Dopo le dichiarazioni della Gismondo, secondo cui “È verosimile che molti pazienti che sono morti negli ultimi due anni siano stati erroneamente attribuiti al virus”, è intervenuto anche Massimo Clementi, direttore dei laboratori di Microbiologia e virologia dell’Ospedale San Raffaele di Milano e titolare della cattedra delle stesse discipline all’Università Vita-Salute San Raffaele (ateneo di cui è prorettore): «Tra tutti i parametri rilevati quello dei decessi sarà l’ultimo a scendere. Ciononostante i morti per Covid in Italia mi sembrano troppi. Li stiamo calcolando male. Non di rado una persona che entra in un ospedale per un problema ortopedico e che poi perde la vita a causa di complicazioni, viene inserita nell’elenco dei decessi per Covid semplicemente perché, all’ingresso, era risultata positiva al tampone. Francamente questo non ha senso» ha detto.
Intanto il professor Ugo Bardi, docente di chimica all’università di Firenze, ha analizzato le situazioni di Svezia e Italia, paesi che hanno adottato strade opposte nella gestione degli ultimi due anni di covid.
Bardi cita la disamina dei dati condotta dal medico svedese Sebastian Rushworth. «Comparando i dati sulla pandemia con quelli storici, Rushworth deduce che la Svezia ha fatto le cose abbastanza bene nonostante qualche incertezza iniziale.
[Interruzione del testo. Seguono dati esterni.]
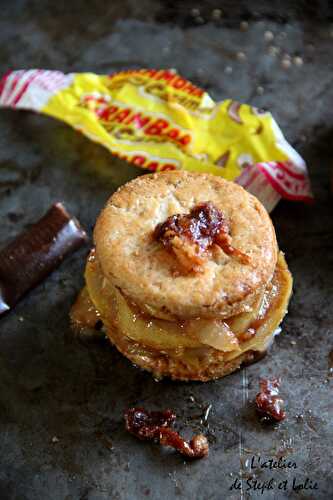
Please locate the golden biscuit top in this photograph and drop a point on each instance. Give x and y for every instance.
(177, 277)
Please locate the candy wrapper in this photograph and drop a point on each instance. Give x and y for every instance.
(158, 120)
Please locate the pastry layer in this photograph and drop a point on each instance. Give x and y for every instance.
(139, 266)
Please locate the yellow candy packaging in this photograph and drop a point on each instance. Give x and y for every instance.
(159, 121)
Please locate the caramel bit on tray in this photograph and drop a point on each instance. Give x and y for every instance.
(155, 426)
(190, 237)
(269, 404)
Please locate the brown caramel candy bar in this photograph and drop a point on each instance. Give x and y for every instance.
(34, 254)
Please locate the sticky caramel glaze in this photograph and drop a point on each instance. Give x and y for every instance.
(205, 363)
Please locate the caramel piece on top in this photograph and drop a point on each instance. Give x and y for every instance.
(190, 237)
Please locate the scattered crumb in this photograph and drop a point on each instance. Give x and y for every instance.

E, soprattutto, nonostante la valanga di insulti che i gestori dell’epidemia hanno ricevuto con l’accusa di essere degli assassini di persone anziane. Ma, al momento in cui siamo ora, la conclusione è inevitabile: l’epidemia è ufficialmente finita in Svezia, quello che rimane è un virus con una mortalità simile a quella di una normale influenza. In sostanza, conclude Rushworth, l’epidemia non ha fatto danni significativi a quei paesi che non hanno applicato restrizioni draconiane, al contrario si potrebbe sostenere che sono stati proprio i paesi che le hanno applicate ad aver avuto i maggiori danni – scrive Bardi – Da questo, dobbiamo chiederci: ma come è possibile che in Italia la percezione dell’epidemia sia stata così completamente e radicalmente diversa (e lo sia tuttora)? I risultati in Italia sono stati un po’ peggiori che in Svezia (158 morti per 100.000 persone in Svezia, 245 in Italia) ma siamo entro lo stesso ordine di grandezza. E, come in Svezia, la mortalità attuale in Italia rimane entro i limiti normali per la stagione. Ma, allora, perché da noi siamo tuttora in emergenza con misure draconiane, mentre in Svezia si dichiara ufficialmente “tutto finito”?».
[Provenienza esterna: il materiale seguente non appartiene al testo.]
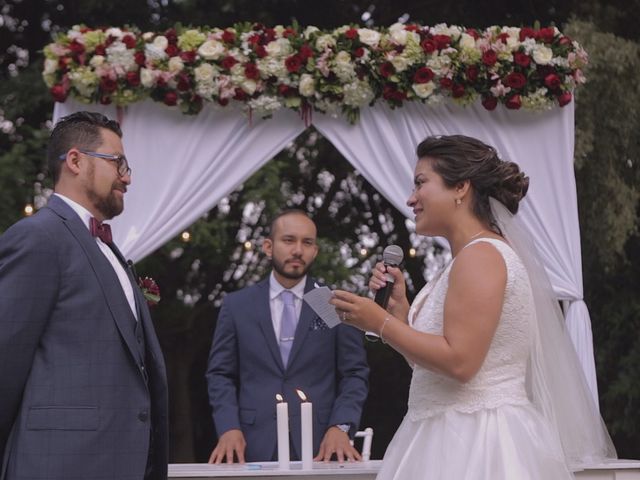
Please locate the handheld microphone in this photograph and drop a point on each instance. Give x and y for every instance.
(391, 256)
«Ovviamente, lo sappiamo tutti che è stata una scelta politica in alcuni paesi quella di agire in un certo modo piuttosto che un altro – prosegue Bardi – Ma questo non ci spiega perché in Svezia (come pure in Norvegia e altri paesi del Nord Europa) siano state fatte certe scelte, mentre in Italia (e, per esempio, negli USA), ne sono state fatte altre. La cosa forse più interessante di tutta la faccenda è come tutte le scelte fatte — ovunque — siano state basate sulla “Scienza,” intesa come un’entità monolitica della quale non si può dubitare, pena essere classificati fra i terrapiattisti/sciachimisti/allunaggiofalsisti/freddofusionisti, eccetera».